Gluten-Free Banana Flaxseed & Tahini Bread with doTERRA Cassia, Cinnamon, and Clove Essential Oils
- Nonstick cooking spray for the bread pan
- 2 cups Bob’s Red Mill Gluten-Free 1-to-1 baking flour
- 1 tsp baking powder
- 1 tsp baking soda
- 1 tsp kosher salt
- 1 tsp ground cinnamon
- 1 tsp ground clove
- 1/4 cup Bob’s Red Mill ground flaxseed meal
- 3/4 cup organic coconut sugar
- 2 large eggs
- 2/3 cup organic tahini paste
- 1/2 cup extra-virgin olive oil
- 1 1/2 tsp pure vanilla extract
- 3 drops doTERRA Cassia essential oil
- 2 drops doTERRA Cinnamon essential oil
- 2 drops doTERRA Clove essential oil
- 4 ripe bananas, peeled and mashed
- 2 tsp toasted white sesame seeds
Preheat the oven to 325 degrees Fahrenheit. Then spray a 9-by-5 inch loaf pan with cooking spray.
In a medium bowl, combine the flour, baking powder, baking soda, kosher salt, ground cinnamon, ground clove, and flaxseed meal. Whisk the dry ingredients until combined. Set aside.
Using the bowl of an electric mixer, add the coconut sugar, eggs, tahini paste, olive oil, vanilla extract, doTERRA Cassia, Cinnamon, and Clove essential oils. With the paddle attachment fitted to the electric mixer, beat on medium speed until creamy, for about 3 to 4 minutes. Turn the speed to low and add the mashed bananas. Continue mixing for another 2 minutes until combined.
While the mixer is still on low speed, add the flour mixture in 3 batches, ensuring that it’s thoroughly combined after each addition.
Turn the mixer off and pour the batter into the prepared loaf pan. Gently shake the pan to make sure that the batter is evenly distributed.
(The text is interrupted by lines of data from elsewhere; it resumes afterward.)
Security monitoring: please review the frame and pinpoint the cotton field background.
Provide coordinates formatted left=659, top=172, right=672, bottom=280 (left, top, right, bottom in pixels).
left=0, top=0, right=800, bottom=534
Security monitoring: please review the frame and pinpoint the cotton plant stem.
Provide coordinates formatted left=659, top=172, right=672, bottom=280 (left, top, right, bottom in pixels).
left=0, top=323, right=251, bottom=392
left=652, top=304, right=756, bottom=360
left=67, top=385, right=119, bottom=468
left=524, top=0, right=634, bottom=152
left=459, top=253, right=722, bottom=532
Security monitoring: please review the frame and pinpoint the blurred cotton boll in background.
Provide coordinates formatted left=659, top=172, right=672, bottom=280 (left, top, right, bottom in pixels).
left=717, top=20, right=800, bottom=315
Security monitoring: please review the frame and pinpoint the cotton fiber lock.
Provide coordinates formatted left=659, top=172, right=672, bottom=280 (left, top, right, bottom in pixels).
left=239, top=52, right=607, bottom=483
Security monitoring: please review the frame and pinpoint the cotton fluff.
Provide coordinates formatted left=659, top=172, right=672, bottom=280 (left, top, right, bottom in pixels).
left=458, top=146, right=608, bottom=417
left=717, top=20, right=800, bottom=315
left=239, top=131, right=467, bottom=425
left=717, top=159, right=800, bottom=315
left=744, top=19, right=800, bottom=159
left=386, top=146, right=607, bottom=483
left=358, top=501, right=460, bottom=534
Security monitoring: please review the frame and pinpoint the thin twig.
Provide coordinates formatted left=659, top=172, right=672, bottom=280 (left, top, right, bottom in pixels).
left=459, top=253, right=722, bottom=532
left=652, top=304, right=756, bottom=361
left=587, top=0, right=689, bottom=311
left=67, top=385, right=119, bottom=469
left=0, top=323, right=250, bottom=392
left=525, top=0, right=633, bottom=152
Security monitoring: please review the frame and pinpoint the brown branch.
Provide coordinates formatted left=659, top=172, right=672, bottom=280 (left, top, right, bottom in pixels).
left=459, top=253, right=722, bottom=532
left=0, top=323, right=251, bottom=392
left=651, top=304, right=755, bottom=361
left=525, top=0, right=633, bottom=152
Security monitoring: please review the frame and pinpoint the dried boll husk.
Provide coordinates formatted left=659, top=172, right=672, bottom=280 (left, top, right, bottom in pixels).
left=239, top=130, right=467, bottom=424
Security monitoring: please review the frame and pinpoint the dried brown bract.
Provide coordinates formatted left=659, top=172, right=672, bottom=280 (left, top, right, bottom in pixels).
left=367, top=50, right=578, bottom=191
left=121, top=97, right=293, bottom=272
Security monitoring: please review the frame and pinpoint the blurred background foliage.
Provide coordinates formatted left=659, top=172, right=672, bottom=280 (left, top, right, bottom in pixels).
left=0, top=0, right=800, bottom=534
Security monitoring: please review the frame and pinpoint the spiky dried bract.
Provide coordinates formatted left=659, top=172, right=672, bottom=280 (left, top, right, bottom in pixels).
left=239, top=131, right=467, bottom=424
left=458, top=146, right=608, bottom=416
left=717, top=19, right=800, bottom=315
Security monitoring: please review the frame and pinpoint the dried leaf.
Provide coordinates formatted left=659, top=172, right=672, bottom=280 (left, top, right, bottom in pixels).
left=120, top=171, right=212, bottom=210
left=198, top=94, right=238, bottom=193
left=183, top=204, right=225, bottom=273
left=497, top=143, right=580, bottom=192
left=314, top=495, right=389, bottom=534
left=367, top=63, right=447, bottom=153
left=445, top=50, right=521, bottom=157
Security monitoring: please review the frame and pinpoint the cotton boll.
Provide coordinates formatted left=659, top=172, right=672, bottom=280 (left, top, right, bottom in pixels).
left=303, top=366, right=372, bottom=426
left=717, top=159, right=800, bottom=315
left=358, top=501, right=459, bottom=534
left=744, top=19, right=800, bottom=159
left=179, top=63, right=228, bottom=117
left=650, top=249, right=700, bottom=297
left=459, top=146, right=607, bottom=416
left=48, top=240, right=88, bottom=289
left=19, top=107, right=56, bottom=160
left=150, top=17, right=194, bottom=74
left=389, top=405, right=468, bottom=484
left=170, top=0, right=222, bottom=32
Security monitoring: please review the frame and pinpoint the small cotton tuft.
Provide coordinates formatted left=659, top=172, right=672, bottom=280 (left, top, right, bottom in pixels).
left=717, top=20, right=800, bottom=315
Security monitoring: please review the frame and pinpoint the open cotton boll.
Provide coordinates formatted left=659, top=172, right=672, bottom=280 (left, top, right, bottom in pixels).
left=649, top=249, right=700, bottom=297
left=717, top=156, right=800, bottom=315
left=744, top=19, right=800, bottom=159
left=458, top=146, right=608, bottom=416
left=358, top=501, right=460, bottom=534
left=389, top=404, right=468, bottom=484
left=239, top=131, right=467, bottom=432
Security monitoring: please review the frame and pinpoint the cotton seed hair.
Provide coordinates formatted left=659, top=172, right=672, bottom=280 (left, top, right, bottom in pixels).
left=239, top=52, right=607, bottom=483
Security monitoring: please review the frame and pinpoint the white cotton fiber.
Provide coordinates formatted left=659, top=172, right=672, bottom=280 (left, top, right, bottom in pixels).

Then sprinkle the sesame seeds on top of the batter, making sure that it covers every surface of the batter.
Bake until the bread is really golden brown for about 1 hour and 15 minutes or when a skewer inserted into the center of the bread comes out clean or with some moist crumbs clinging to the skewer.
When done, remove from the oven and let cool in the pan for 20 minutes. Then remove the bread to a wire rack to rest and cool completely, about 40-45 minutes.
After the bread has cooled completely, slice and serve warm or at room temperature. Store any remaining bread in a covered container and refrigerate.